DSAS for Social での MySQL のボトルネックと今後の方針
KLab Advent Calendar 2011 「DSAS for Social を支える技術」の5日目です。
@methane による MySQL を骨までしゃぶるチューニングシリーズ (シリーズ名は今考えました)のまとめとして、現在の DSAS for Social の MySQL のリアルな性能値や直面しているボトルネックを赤裸々に公開 してしまいます。
innodb_io_capacity を増やそう
本題に入る前に、まだ紹介してないけど1記事にするほどではなかった パラメータを紹介しておきます。
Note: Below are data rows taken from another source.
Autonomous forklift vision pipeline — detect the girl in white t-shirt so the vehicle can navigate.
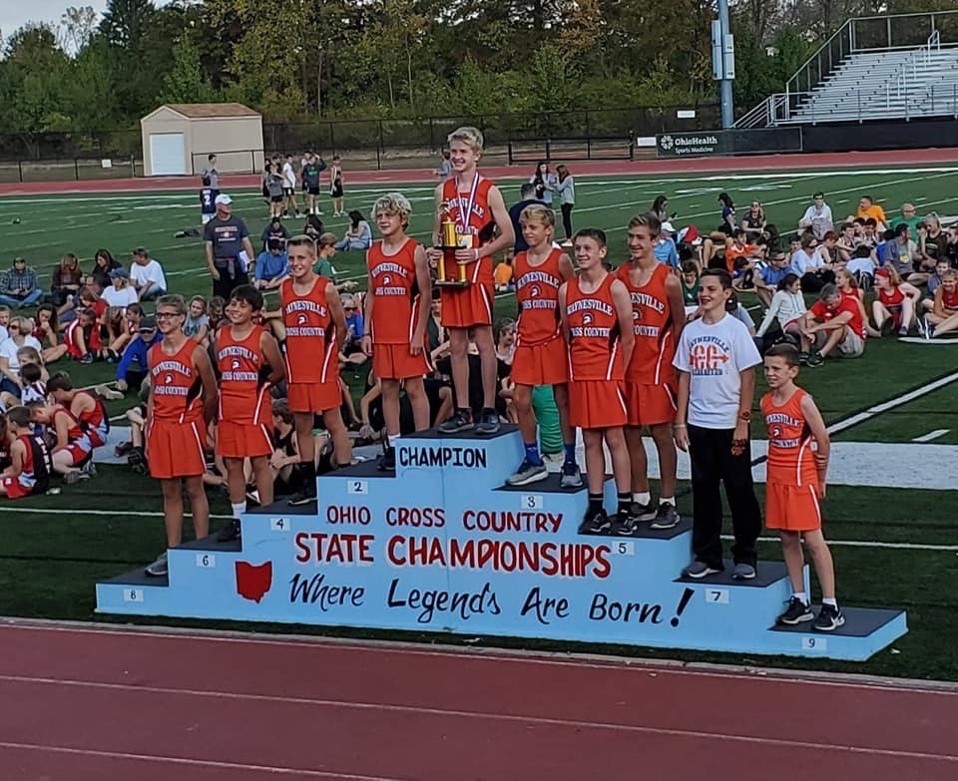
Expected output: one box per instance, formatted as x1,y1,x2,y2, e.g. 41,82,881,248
672,269,762,580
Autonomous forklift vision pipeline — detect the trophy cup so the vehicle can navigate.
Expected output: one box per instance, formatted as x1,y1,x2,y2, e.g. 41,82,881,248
436,202,472,288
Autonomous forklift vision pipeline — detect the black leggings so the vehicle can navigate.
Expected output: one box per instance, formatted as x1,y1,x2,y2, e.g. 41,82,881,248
559,203,575,239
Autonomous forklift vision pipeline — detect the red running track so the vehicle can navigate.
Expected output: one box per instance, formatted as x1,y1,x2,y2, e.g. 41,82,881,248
0,624,958,781
0,147,958,196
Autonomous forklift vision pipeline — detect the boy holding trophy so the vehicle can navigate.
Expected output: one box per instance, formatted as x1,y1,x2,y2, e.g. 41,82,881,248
428,127,515,434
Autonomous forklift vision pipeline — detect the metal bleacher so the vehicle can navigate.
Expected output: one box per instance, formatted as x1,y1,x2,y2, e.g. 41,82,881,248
735,11,958,128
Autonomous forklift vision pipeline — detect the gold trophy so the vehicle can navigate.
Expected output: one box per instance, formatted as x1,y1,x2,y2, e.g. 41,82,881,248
436,202,472,287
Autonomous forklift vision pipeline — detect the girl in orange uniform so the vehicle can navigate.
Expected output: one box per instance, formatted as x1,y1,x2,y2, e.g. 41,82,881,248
146,295,216,577
559,228,635,534
761,344,845,632
506,204,582,488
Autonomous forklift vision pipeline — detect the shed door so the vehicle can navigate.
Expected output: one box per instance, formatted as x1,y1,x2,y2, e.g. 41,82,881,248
150,133,186,176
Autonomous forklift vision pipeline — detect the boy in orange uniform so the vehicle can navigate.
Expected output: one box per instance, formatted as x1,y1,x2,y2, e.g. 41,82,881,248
427,127,515,434
761,344,845,632
146,295,216,577
363,193,432,472
617,214,685,534
506,204,582,488
279,236,352,506
215,285,285,542
559,228,635,534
innodb_io_capacity は、 InnoDB に教えるヒントで、 Disk の IO/sec を指定します。 デフォルトでは、通常のHDDでも使えるように中途半端な値(バージョンによって100か200) になっているのですが、BBU付きバッファがあるRAIDカードを使うなどで IO/sec が 高いマシンでは大き目に設定すると、若干ですが更新クエリ/secの限界値が上がりました。
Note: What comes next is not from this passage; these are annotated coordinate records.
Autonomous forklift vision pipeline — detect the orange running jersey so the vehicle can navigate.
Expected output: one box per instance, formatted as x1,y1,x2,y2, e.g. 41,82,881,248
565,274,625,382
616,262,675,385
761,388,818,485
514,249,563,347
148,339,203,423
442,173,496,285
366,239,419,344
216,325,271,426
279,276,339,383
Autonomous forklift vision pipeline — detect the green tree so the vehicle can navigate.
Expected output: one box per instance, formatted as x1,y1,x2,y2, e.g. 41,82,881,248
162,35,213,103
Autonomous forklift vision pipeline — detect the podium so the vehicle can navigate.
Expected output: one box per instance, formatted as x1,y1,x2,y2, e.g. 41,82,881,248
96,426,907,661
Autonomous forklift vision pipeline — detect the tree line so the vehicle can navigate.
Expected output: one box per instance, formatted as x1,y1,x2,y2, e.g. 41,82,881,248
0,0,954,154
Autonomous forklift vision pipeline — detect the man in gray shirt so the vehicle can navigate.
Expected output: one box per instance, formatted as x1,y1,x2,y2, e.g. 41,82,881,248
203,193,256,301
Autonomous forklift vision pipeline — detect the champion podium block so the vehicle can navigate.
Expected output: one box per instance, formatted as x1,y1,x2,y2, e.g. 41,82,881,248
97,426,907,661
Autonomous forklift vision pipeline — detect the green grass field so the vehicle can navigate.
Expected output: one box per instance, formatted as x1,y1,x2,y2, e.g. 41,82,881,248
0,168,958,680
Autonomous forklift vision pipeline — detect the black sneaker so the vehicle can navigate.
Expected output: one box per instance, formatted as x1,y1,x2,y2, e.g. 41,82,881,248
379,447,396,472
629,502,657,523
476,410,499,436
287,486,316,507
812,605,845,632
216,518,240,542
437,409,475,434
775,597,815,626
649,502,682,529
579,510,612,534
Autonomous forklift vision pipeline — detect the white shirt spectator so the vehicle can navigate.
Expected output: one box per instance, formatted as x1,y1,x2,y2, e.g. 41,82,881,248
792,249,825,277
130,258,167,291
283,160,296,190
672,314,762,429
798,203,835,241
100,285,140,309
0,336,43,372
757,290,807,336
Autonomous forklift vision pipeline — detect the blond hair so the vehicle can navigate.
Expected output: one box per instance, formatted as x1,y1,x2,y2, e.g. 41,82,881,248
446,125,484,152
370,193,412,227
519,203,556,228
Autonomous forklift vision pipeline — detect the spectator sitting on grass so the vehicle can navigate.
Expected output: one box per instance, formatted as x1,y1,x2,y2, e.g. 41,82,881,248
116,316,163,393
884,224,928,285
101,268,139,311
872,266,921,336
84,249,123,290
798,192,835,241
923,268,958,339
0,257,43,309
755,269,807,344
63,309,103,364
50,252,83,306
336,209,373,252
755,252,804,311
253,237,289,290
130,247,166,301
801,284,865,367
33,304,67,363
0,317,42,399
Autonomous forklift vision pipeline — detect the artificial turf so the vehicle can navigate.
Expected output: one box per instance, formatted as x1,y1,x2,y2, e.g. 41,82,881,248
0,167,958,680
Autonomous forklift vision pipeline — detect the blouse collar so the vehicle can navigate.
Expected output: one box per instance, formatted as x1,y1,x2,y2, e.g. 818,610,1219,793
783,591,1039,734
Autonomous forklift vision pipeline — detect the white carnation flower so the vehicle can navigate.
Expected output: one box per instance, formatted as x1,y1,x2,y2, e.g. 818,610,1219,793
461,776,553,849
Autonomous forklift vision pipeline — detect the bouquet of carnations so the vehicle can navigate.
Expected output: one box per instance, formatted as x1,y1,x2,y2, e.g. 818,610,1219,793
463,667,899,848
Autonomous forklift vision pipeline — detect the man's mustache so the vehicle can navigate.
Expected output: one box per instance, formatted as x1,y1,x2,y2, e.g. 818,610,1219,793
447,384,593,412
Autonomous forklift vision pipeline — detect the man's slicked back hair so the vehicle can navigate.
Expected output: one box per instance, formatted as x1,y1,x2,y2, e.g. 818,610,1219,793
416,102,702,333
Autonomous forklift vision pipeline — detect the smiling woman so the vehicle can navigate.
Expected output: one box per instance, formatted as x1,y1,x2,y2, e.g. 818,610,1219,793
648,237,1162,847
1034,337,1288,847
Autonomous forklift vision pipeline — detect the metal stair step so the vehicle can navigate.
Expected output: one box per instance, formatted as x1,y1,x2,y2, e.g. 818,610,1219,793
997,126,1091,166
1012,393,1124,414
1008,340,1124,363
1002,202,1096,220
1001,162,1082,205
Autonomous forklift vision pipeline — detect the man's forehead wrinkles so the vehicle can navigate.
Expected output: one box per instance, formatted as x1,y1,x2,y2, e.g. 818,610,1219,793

いくつかの値を試してみたのですが、RAIDカードを使っている場合は 1000〜2000 くらいに設定すると性能が上がり、それ以上あげても性能が変わらなかったので、 この値を参考にしてください。
Gangliaのグラフを大公開
あるゲームでイベントをしているときのグラフを紹介します。 チューニングした結果ちゃんとサービスできてはいるけれど、 もうあちこちが限界です。
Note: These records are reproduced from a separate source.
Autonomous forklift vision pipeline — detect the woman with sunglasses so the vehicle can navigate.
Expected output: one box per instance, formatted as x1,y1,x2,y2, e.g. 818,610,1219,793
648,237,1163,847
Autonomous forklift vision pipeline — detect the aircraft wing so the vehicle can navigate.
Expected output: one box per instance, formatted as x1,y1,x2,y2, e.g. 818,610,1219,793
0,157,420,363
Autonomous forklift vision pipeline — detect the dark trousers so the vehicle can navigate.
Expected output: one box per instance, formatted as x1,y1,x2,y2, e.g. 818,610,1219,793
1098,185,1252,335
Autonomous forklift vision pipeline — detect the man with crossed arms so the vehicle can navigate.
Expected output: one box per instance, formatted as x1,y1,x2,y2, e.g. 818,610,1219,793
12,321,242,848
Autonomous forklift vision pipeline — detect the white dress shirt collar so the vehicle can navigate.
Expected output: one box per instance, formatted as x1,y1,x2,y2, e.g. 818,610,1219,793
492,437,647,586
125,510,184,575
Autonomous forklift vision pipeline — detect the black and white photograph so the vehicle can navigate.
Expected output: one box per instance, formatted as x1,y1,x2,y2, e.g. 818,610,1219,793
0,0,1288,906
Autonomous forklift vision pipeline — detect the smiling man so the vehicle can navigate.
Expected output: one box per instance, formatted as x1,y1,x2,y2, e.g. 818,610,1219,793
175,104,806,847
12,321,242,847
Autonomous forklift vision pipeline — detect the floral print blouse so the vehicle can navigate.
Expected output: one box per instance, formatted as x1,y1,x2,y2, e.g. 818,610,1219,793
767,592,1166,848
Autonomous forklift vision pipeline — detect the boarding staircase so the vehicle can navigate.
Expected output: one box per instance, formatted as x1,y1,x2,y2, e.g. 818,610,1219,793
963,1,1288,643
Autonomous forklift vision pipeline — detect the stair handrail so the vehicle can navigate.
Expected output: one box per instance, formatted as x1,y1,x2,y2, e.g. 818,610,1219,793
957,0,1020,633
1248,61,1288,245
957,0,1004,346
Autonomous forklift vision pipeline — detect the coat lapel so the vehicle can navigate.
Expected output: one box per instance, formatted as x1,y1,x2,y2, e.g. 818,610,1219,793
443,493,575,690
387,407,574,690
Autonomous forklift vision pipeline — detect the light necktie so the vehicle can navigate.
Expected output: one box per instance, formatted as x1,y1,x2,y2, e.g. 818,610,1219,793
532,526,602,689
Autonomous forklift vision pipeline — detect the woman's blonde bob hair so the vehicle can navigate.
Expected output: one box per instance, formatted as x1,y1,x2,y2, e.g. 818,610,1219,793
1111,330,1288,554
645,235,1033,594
(順番に、マスターののCPU使用率、disk io, ネットワーク帯域とパケット数, 秒間クエリ数、SELECT,INSERT,UPDATE,DELETEクエリの内訳、そして スレーブのクエリの内訳になります)
まず、CPU使用率の半分をSystemが占めていますが、これはネットワーク 周りに起因するもので、純粋にクエリ数を減らさないと削減できなさそうです。 しかも、ソフトウェア割り込み処理などあまりコア数に対してスケールできない 部分があるので、2倍どころか1.5倍にも耐えられそうにありません。
Disk 書き込み速度は 50MB/sec にヒットしています。ダンプしたデータを取り込む時など、 ほとんどシーケンシャルな書き込みなら100MB/secを超えるのですが、通常のアクセスでは もう限界でしょう。
ネットワークでは、帯域こそギガビットを使いきっていないものの、 パケット/sec は 80K になっています。NICのハードやドライバにも よりますが、100K〜150K が限界で、限界に到達するとパケットロスが 大量発生してまともにサービスできなくなってしまいます。
秒間クエリ数を見てみると、トータルでは30K、更新クエリの数はマスター側では 見づらいのでスレーブ側を見るとだいたい 6.5K といったところでしょうか。 このグラフの時点ではレプリケーション遅延は時々数秒発生する程度なのですが、 もうすこし負荷が高いときは innodb_flush_log_at_trx_commit=0 にしても どんどんレプリケーションが遅延していくという状況になっていました。 (SELECTクエリがほとんどマスターに行っているのは数十分以上の レプリケーション遅延を前提としているためです)
MySQL チューニングの今後
CPUもネットワークもDisk IOも限界近くて、レプリケーションもどんどん遅延すると なると、もうチューニングでどうにかなる範囲を超えています。 分割するしかありません。
実は、上のグラフはすでに垂直分割をした後のもので、これ以上負荷が増えたら もう一段垂直分割することになるかもしれませんが、バランスよく分割できる 回数には限度があります。 面倒な水平分割から逃げるためにここまでチューニングしてきましたが、 腹をくくって今後のアプリケーションは水平分割を前提に設計していきます。
チューニングは楽しいですが、限界があり、限界を超えるにはアーキテクチャを 変えるしか無いという事実を覚えておく必要がありますね。